Friday, December 14, 2007

The Mitchell Report

I am thrilled that Roger Clemens got busted. I have a lot of conflicting opinions about whether or not players should use steroids in professional baseball. Some of them are below, and you can word search all my other conflicting opinions on this site.

However, it offends my sense of reality that Roger Clemens keeps on denying that he uses steroids. Just like it offends my sense of reality that Barry Bonds claims to pay trainers hundreds of thousands of dollars a year to buy him special flax seed oil ($7.98 at The Vitamin Shoppe) to rub on his body.

It is nice that I am not totally crazy, and that 40-somethings cannot truly do what Bonds and Clemens have been doing.


As a matter of labor economics, the owners don't care if the players juice.

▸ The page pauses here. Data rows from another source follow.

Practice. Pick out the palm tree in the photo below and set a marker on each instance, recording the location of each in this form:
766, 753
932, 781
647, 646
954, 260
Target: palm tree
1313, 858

The more players juice, the more likely that a less rich, less smart team is going to get a good player.

If the players didn't juice, there would be a much smaller number of players worth having at any given time. The Red Sox or Yankees would sign half of them. The Mets-Cardinals-Dodgers-Tigers-Angels-Cubs would have half of the remaining half, and the rest of the league (22 teams) whould split the bottom 25% among themselves. And those good players would cost much dinero. Better to have more players to choose from.

The only reason the owners care about steroids is that they were embarrassed by Congress and a few shrill sportswriters into caring.

It is hard to believe that the fans care too much. They just want their teams to win.

The only people who should truly care are the players, since they are the ones taking the health risk.

It is unclear that there are enough clean players who care. If there are, this would be a good time for one or two of them to say something.

In a rational world, with a true union shop, the Players Association would run its own drug program, and suspend players itself, based on its own sense of what is appropriate, subject to collective bargaining, and Major League Baseball verification.

The owners and the television networks would scream bloody murder when the union winds up suspending superstars along with scrubeenees. And the Republicans would complain that junkie ballplayers should be free to contract wherever they want under right-to-work rules.